Learning a shared representation between spoken text and gesture is central to co-speech gesture retrieval, synthesis, and understanding, but remains challenging for semantically meaningful gestures whose communicative intent is not captured by motion alone. Direct contrastive alignment between transcripts and continuous motion embeddings often overemphasizes low-level kinematics and misses the symbolic content of semantic gestures. We propose semantic motion anchors, natural-language abstractions of gesture motion capturing physical form and communicative intent. Our method discretizes 3D gestures into body-hand motion primitives, verbalizes them into structured descriptions, and grounds them in the transcript to provide auxiliary contrastive supervision. On BEAT2, our method improves text-to-gesture R@1 by 8.2% over a direct text-motion baseline and outperforms prior retrieval approaches on text to gesture and gesture to text retrieval directions. Beyond aggregate retrieval metrics, semantic motion anchor supervision helps retrieve gestures that are semantically meaningful for the spoken query, rather than defaulting to generic motion patterns.

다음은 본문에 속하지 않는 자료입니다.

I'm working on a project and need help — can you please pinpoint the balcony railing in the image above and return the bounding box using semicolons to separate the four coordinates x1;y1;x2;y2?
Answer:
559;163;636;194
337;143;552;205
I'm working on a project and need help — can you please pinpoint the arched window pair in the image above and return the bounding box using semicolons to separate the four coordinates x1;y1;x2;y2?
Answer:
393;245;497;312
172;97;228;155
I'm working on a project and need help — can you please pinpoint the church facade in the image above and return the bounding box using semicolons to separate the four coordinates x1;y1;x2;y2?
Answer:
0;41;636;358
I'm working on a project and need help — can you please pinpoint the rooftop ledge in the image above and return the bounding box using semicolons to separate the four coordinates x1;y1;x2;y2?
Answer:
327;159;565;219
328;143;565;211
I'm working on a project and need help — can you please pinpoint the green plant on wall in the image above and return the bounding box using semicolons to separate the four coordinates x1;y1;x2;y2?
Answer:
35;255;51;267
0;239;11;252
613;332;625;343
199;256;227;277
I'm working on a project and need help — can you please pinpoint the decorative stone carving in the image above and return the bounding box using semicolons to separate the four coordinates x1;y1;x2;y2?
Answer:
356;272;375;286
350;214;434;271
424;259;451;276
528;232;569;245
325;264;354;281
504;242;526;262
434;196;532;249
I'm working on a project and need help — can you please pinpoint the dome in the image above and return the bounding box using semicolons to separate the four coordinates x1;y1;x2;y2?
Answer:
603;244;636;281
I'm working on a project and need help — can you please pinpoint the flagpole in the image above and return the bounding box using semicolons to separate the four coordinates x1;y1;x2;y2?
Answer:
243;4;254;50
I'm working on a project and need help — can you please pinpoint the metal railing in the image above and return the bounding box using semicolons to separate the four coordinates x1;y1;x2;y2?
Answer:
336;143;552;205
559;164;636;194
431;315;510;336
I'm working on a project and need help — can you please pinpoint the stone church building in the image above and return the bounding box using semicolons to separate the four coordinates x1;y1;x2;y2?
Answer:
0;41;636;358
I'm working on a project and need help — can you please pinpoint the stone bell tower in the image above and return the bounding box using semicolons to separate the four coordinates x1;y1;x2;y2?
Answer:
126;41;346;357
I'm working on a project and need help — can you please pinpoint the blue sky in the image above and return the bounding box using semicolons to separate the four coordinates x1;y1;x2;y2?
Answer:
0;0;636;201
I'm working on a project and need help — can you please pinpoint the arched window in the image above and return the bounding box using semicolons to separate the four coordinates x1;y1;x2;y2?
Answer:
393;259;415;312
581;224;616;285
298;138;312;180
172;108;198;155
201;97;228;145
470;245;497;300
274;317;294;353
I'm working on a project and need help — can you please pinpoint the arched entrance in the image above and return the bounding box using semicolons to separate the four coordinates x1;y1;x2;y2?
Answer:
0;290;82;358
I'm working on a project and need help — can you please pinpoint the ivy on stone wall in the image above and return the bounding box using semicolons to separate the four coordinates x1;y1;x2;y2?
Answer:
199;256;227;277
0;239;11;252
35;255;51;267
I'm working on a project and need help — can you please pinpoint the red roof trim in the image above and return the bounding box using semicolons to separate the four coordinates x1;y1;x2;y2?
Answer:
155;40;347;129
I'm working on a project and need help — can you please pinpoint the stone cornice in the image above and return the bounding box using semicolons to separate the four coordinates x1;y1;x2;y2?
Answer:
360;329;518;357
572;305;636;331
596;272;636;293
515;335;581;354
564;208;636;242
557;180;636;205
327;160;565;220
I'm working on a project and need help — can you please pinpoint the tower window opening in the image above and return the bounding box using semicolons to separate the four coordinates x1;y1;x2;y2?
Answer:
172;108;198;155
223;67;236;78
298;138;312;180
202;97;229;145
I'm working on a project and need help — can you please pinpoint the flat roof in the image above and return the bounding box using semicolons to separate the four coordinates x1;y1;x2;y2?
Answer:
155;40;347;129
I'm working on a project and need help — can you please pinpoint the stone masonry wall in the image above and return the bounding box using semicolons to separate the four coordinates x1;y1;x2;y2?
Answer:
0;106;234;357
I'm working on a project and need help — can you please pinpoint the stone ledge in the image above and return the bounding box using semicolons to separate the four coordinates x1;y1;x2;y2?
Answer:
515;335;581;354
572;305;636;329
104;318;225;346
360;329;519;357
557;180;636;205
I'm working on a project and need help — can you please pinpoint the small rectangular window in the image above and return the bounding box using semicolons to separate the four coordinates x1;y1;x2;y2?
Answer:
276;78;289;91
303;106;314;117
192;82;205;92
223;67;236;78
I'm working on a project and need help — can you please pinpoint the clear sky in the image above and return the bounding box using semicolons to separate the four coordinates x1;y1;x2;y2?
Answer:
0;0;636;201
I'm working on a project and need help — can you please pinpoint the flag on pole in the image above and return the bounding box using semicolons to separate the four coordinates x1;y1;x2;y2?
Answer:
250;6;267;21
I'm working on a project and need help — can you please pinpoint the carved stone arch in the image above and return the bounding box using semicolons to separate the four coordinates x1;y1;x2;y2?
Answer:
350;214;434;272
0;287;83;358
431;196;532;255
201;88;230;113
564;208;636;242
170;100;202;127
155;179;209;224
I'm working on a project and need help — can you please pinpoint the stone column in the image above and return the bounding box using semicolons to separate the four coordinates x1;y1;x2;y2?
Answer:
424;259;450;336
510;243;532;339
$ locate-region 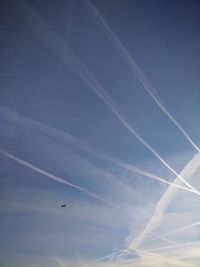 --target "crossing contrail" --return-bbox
[0,148,119,209]
[128,153,200,253]
[0,106,194,196]
[12,0,200,195]
[161,221,200,240]
[80,0,200,155]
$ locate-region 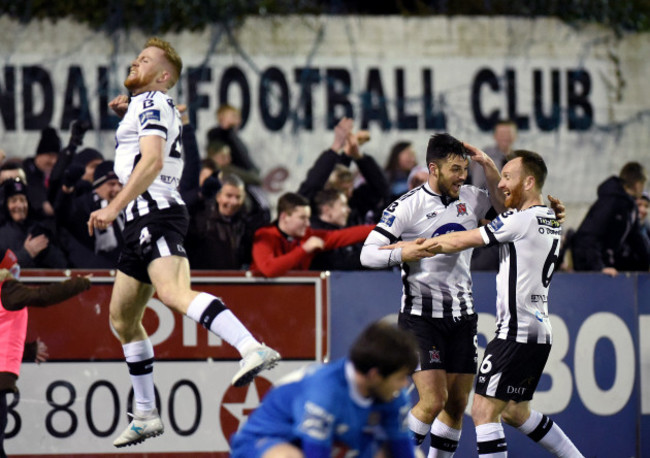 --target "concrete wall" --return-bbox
[0,16,650,226]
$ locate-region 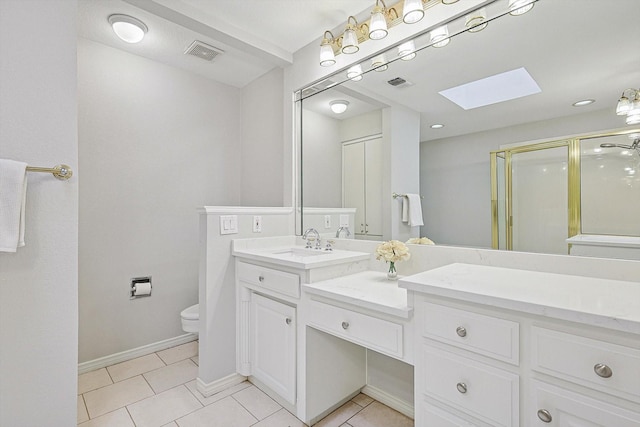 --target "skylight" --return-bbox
[438,67,542,110]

A downstream retrieval-augmented gesture generation study showed that users significantly preferred gestures retrieved by our approach over a retrieval-augmented generation baseline, demonstrating that semantically grounded retrieval translates to gestures that better convey communicative intent in downstream generation.